Category: garden blog

March 24, 2019

First phase of spring planting done!

I got two of those grocery store miniature roses for my birthday this year – they’re really sweet but (I find) almost impossible to keep alive, let alone blooming, indoors. Roses want a lot of water, and the tiny pots they come in just aren’t adequate. I kept them alive long enough for the weather to warm up and then repotted them outside – if they’re anything like last year’s (overwintered and just leafing out) they’ll be happy as clams!

I also seeded my regular wildflower planters with a combination of local mixes designed to attract bees and hummingbirds, and planted two pots with nasturtiums – one with a multicolour mix and one with Empress of India, which should be a nice intense red.

In a few weeks when the garden stores have their full selection of annuals I’ll be picking some for the railing planters and maybe some herbs too, but I’m scaling back operations this year – I’m pregnant and due in early September, so I don’t imagine I’ll be up for much more than watering this summer!

Mar 18, 2019

The first of the bulbs I planted in the fall have bloomed! (Not counting the crocuses, who counts crocuses)

These miniature irises are delightful. I think the next to pop will be the hyacinths, but there are a couple of anemone buds that *may* have survived the February deep freeze. Time will tell!

Feb 11, 2019

Update:

ugh. UGH. It just keeps going! We got almost a foot of snow last night, with more expected this afternoon. It’s not supposed to warm up through next week and maybe beyond. My poor, poor, flattened anemones.

Feb 3, 2019

Winters out here are typically pretty mild; we get a couple days of snow per year, usually. Temps rarely go below -1, -2 ish. A couple of years ago we had snow that lingered for…a week, maybe? And it was kind of a big deal. The coldest I can ever remember it being was about -10, and that was definitely a big deal. Meanwhile the rest of Canada rolls their eyes at us.
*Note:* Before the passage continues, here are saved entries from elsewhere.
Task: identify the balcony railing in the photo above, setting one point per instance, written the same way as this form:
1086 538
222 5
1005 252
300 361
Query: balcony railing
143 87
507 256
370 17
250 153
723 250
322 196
Well, after a maybe-slightly-milder-than-average December/January we’re catching the fringe of the polar vortex and are expecting several days of unusually cold weather. Of course, my rose already has tiny new leaves growing and my early spring bulbs are fully up. The anemones even have flowerbuds out. I’ve covered the rose with an upside-down tomato cage and a shrub cover, and made the bulbs a little lean-to of sheet acrylic draped with row cover. That should at least keep any snow and the worst of the frost off, and hopefully they’ll pull through. Everything else is on its own!

I’m so happy with this video that I had to post it again so that y’all don’t have to click through to Insta to watch it.

Anna’s hummingbird having breakfast at my kitchen window, Nov 7, 2018

Yesterday evening we took our Sparks group to the local garden centre for a year-end wrap party. The girls each got to plant a succulent and then decorate the pot with coloured sand, stones, bits of glass, marbles, etc. They had a blast!

I’m sad I was too busy to take photos of the girls’ creations, but if you imagine the one in the photo if a circus threw up on it you’d be pretty close.

May 24, 2018

11 days ago I planted this tomato seedling after accidentally severing it from its root ball. I buried as much of the stem as I could and did my best to keep the soil moist. Tomatoes can grow new root systems, but the biggest hurdle to clear was keeping the plant hydrated enough to avoid vascular collapse long enough for rooting to occur. Think of it like cut flowers in a vase; the stem alone can draw water for a few days, but eventually the flowers wilt.

As you can see, the plant is alive and healthy today! It’s still quite small as all its available energy has had to go toward growth below the soil, but it should take off soon. Meanwhile my father-in-law’s plant is fully 2 feet tall 😅

Today’s aesthetic: dead ‘Black Hero’ tulips wearing tattered ballgowns and this Sweet Caroline ‘Raven’ sweet potato vine, affectionately nicknamed Ebony Dark’ness

My parents have a beautiful yard full of rhododendrons. Some of them are older than I am!

Most varieties of rhodo are too big for container gardens, though plenty stay under 3’/1m. They are also pretty tolerant of shade, so even a small yard can host a rhodo or two!

May 13, 2018

Disaster! A runaway tomato cage decapitated one of my tomato seedlings today as I was preparing to plant mine in it’s final home.

The victim wasn’t the seedling I had planned to keep for myself, but ‘you break it, you buy it’. So, now we have a two-part science experiment.

Hypothesis A: the root ball and remaining stem will send out new shoot(s) and continue to grow

Hypothesis B: the rootless stem will produce a new root system and continue to grow

It’s maybe not as hopeless as it seems; tomatoes can grow roots nearly anywhere along the stem and particularly from leaf nodes. This is why you should bury tomato seedlings up to the top few sets of leaves when you plant them. The deciding factor will be if the planted stem can hang on long enough to grow new roots.

I might be buying a seedling for myself next weekend!